Campaign to Sell Health Care Vote Begins
With the House health care reform vote just barely in the rearview mirror, Democrats pivoted to begin aggressively selling the bill to voters on behalf of vulnerable Members who took tough votes, while Republicans were gearing up to start a very different marketing campaign.
“Those Democrats in swing districts, who supported the bill, might have made Speaker Pelosi [D-Calif.] very happy, but they are fueling a level of anger and frustration that already exists within the constituencies they claim to represent,” said National Republican Congressional Committee Chairman Pete Sessions (Texas) in a statement after the vote.
The NRCC will target Democrats who voted for the bill, including those who supported the measure after a deal was struck between Rep.
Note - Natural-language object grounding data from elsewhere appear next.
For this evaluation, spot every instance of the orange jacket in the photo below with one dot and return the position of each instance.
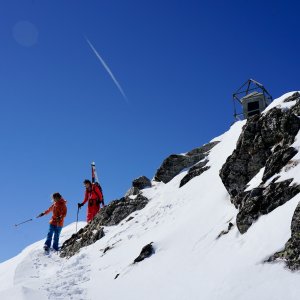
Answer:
(59, 210)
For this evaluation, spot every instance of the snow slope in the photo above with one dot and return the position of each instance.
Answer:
(189, 262)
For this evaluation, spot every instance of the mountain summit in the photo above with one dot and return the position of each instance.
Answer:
(221, 221)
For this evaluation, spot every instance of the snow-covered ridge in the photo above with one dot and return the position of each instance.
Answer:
(189, 261)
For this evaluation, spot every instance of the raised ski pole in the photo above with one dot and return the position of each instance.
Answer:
(16, 225)
(77, 218)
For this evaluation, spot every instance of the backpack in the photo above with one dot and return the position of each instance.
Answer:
(100, 189)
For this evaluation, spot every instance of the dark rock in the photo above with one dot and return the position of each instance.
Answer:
(141, 182)
(194, 171)
(291, 252)
(146, 252)
(276, 161)
(175, 163)
(295, 96)
(256, 145)
(261, 201)
(223, 232)
(118, 210)
(138, 185)
(264, 142)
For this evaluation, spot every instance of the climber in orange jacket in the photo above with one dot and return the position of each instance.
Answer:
(94, 197)
(59, 210)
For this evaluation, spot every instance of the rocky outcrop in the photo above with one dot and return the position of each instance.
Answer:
(265, 142)
(138, 185)
(146, 252)
(262, 200)
(112, 214)
(194, 171)
(291, 252)
(176, 163)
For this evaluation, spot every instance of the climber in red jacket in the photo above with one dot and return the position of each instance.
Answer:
(94, 197)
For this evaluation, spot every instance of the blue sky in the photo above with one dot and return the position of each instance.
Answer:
(178, 63)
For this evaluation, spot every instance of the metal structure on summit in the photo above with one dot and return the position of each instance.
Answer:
(252, 98)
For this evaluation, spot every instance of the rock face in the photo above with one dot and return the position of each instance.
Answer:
(175, 163)
(194, 171)
(262, 200)
(291, 252)
(112, 214)
(146, 252)
(138, 185)
(265, 142)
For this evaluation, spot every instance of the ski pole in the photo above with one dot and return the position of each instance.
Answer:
(16, 225)
(77, 218)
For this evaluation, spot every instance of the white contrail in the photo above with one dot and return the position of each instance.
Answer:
(108, 70)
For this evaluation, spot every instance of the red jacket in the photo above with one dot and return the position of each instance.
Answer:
(92, 196)
(59, 210)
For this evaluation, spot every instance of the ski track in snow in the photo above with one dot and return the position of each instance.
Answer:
(189, 261)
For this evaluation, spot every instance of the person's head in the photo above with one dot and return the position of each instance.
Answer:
(56, 196)
(87, 183)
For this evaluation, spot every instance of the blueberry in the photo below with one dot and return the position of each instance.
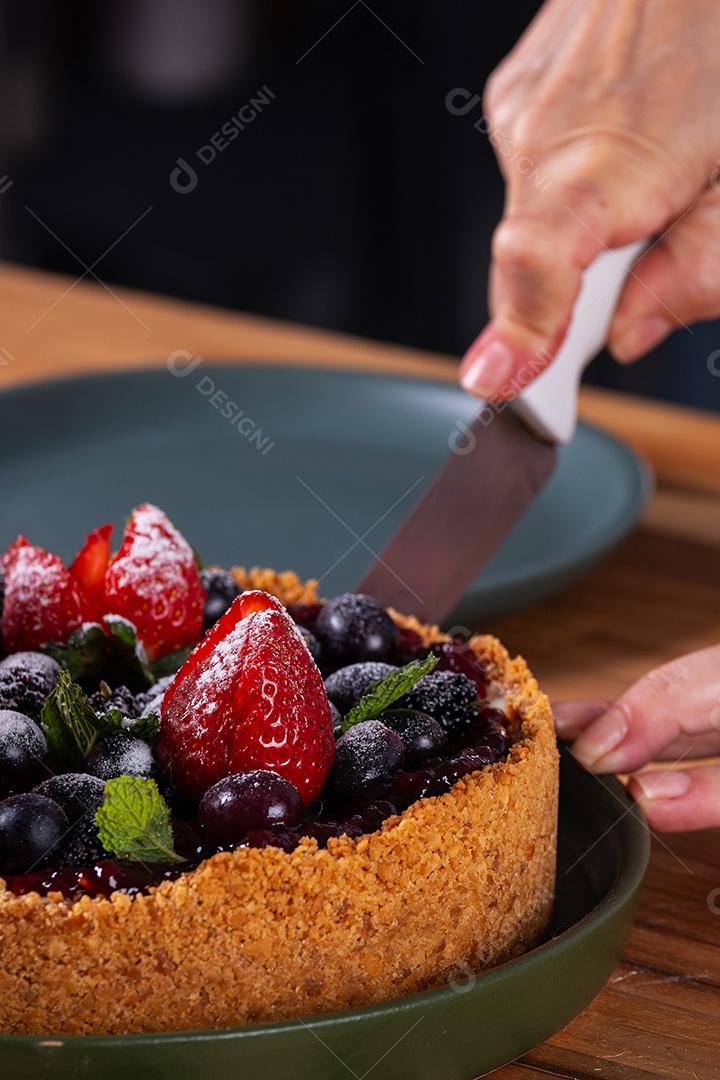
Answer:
(448, 697)
(221, 590)
(23, 751)
(26, 678)
(347, 686)
(31, 829)
(354, 628)
(79, 795)
(249, 800)
(422, 736)
(121, 698)
(367, 758)
(121, 755)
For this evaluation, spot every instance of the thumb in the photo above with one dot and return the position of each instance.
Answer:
(675, 283)
(540, 250)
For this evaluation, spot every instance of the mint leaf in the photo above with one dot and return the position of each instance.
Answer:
(69, 724)
(389, 689)
(134, 822)
(111, 652)
(71, 727)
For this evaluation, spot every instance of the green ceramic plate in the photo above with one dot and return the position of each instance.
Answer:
(313, 475)
(456, 1033)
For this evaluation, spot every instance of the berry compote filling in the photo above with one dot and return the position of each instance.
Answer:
(317, 720)
(486, 742)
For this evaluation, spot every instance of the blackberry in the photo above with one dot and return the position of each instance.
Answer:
(448, 697)
(121, 698)
(354, 628)
(150, 701)
(221, 590)
(313, 645)
(121, 755)
(26, 678)
(79, 794)
(347, 686)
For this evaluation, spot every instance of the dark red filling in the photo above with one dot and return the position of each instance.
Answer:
(483, 744)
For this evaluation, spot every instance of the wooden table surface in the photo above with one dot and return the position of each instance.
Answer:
(656, 596)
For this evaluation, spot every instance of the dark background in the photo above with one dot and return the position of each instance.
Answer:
(354, 200)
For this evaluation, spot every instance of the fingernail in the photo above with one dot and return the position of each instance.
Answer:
(486, 367)
(595, 746)
(640, 337)
(664, 785)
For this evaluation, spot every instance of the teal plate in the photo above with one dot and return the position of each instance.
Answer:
(469, 1027)
(293, 468)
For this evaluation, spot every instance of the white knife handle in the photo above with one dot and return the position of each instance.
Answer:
(549, 404)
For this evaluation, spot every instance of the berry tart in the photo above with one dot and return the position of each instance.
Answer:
(223, 800)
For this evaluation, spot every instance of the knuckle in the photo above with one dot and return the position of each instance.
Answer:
(526, 246)
(668, 679)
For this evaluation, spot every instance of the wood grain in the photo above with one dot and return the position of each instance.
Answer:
(655, 596)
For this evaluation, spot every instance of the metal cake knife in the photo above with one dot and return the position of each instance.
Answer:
(480, 491)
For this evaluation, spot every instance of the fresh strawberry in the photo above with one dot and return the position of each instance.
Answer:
(90, 566)
(248, 697)
(43, 601)
(153, 582)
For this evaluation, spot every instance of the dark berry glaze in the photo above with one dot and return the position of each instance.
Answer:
(483, 744)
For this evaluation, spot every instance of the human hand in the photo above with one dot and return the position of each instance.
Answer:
(671, 714)
(615, 103)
Bart Stupak (D-Mich.) and the White House on abortion funding, as well as candidates in open-seat races who came out in support of the bill. NRCC spokesman Paul Lindsay said the committee is set to begin airing television ads in specific districts targeting Democrats who voted for the bill but could not divulge where or how much advertising was planned so far.
According to Democratic party officials, the key will be to emphasize the parts of the bill that will take effect immediately or that have been popular according to their polling.
“Our Members will go out and sell a number of popular provisions in the bill, many of which will take effect immediately,” said Ryan Rudominer, the national press secretary for the Democratic Congressional Campaign Committee. “And the process is over, so now it’s all about selling the benefits of the health care bill.”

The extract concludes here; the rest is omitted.